Behind him, the skull watched, silent and motionless as ever, its white teeth locked in an eternal grimace.
CHAPTER 34
Second Majetog, Reapember 374 AC
"I was wondering how long it would take you to come for her. I'm impressed, of course, that you seem to have dispatched Zack so handily, but I was a trifle disappointed when you hadn't broken into Loreloch by last night. I thought you were taking an awfully cavalier approach to this pretty kendermaid's rescue."
For a moment, confronted by that familiar, dangerous voice, Danyal froze. He pictured Kelryn Darewind lurking in the darkness, like a cat who had found two mice out of their hole. The candle in Danyal's hand flared weakly, and he saw Mirabeth's eyes, so hopeful an instant before, cloud with a mixture of fear and despair.
Dan, too, felt a growing measure of hopelessness. At the same time, he wondered how the man had known to wait here for him. Remembering the noise that had crashed outside the manor walls, the lad wondered if the bandit lord had been alerted by Emilo's premature diversion. In any event, he was here in the darkness, watching and laughing at them.
But then Dan's instincts took over; he tugged Mira-beth out of the cell and started down the musty corridor, away from the direction of that soft, menacing voice.
"Halt!"
Kelryn barked the word, and just like that Danyal's feet ceased to move. He tried to urge Mirabeth along but found that she, too, might as well have been glued to the floor. The two of them squirmed and strained but couldn't pull their boots free. This was magic, Danyal realized with sinking spirits, knowing that some sort of spell had acted to cloak them in this cast of immobility.

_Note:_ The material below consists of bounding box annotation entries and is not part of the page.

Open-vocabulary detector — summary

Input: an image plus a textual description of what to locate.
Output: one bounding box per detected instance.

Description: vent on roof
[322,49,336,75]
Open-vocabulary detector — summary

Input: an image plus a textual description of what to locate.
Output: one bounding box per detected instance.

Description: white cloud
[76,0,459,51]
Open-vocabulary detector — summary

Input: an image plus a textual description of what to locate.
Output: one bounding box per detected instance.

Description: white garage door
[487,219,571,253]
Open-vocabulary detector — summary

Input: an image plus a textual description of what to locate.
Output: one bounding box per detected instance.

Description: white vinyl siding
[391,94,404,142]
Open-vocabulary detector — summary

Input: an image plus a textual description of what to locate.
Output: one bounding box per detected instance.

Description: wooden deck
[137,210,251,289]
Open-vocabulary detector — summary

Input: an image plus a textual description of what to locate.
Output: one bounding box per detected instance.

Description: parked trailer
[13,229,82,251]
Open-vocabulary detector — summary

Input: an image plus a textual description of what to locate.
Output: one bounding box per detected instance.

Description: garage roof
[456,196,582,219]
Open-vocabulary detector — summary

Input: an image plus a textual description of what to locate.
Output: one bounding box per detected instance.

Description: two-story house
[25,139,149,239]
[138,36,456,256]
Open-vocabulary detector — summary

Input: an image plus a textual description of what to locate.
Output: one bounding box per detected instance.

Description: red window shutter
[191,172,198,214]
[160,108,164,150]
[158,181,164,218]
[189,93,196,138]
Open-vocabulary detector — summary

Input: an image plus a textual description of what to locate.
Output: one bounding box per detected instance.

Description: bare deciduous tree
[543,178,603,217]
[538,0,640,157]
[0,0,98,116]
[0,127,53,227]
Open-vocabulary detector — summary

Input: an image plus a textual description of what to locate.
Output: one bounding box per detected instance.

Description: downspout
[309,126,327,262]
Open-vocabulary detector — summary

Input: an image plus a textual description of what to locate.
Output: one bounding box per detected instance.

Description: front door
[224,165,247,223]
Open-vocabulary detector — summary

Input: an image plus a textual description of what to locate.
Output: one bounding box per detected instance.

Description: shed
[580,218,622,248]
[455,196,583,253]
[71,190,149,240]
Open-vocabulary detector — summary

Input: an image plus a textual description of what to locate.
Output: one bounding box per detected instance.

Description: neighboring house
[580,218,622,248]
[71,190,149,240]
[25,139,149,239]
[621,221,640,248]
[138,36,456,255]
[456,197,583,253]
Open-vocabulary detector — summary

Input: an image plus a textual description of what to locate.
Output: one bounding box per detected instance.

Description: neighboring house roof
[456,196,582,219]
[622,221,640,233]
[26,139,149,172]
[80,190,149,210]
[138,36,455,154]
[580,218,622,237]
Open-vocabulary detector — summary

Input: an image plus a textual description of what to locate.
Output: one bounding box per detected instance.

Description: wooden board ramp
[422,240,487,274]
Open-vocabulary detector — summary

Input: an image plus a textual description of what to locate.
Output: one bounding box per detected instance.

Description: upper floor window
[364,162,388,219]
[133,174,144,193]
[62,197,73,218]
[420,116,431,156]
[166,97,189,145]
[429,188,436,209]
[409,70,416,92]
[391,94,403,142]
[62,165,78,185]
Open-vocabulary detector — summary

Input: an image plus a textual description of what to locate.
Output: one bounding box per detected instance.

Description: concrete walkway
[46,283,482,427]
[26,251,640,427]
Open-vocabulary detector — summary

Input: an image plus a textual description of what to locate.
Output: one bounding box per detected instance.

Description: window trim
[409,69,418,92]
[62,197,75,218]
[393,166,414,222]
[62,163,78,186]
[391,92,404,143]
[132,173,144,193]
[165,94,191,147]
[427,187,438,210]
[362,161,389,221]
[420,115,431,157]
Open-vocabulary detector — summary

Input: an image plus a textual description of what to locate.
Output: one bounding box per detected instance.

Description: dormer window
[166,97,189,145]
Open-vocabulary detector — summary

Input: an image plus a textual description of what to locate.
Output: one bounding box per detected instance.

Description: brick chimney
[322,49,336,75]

"You had no chance of really making a successful rescue, you know-no chance at all," declared the bandit lord, sauntering from the darkened recesses of the dungeon. Suddenly the two young people could see him, but not because of the candle that still flared brightly in Danyal's trembling hand.
No, the lad realized. Rather, it seemed that there was some kind of eerie light emanating from Kelryn Dare-wind himself. The man was outlined in a pale green glow, an illumination not unlike the natural phosphorescence Danyal had observed on some of the lichens that grew in shady places near Waterton.
Except that this glow was clearly, uncannily powerful, in a way that no natural glow could ever be. In fact, it seemed as though the greenish luminescence actually smelled of some sort of arcane power, some inner might that allowed it to freeze them so helplessly in their tracks. When the bandit lord came closer, he smiled, white teeth gleaming in the strange light.
"I knew tonight would be the night that you came for her. I knew it even before your friend made such an untidy racket outside the walls."
Now Dan could see that the pale light glowed from between the man's fingers, sickly beams of eerie illumination expanding from Kelryn Darewind's hand to spread through the dungeon. He held an object there, something small enough to be held within his closed fingers, but it was a thing that pulsed with frightening arcane power. Too, it was something terribly, unnaturally bright but not fiery, for clearly it was cool enough to be held.
"The bloodstone of Fistandantilus." The bandit lord held up a golden chain, allowing the pale stone pendant to dangle and sway before them. "It's too bad your friend, the historian, isn't here. I know he'd get quite a thrill out of seeing this."
Danyal stared at the bloodstone, unable to move. He felt the power of the gem in that terrible light, sensed that his eyes-and his brain-were being damaged even as he was compelled to maintain his unblinking attention. There was no doubt in his mind that it was this stone that glued him in place, that compelled his obedience to a command he would have given anything to disobey.
"It was the bloodstone that allowed me to trick him, to make him think that I was a real priest!" The bandit lord chuckled over his own cleverness.
Danyal tried to speak, worked to choke out a word or two of challenge, but he was unable to make his mouth and lips obey his will.
"Oh, very well. You may relax, but don't try to flee." Kelryn masked the stone again as he spoke, and the sudden darkness was a huge relief, like a wash of fresh air blowing away the scent of an open crypt.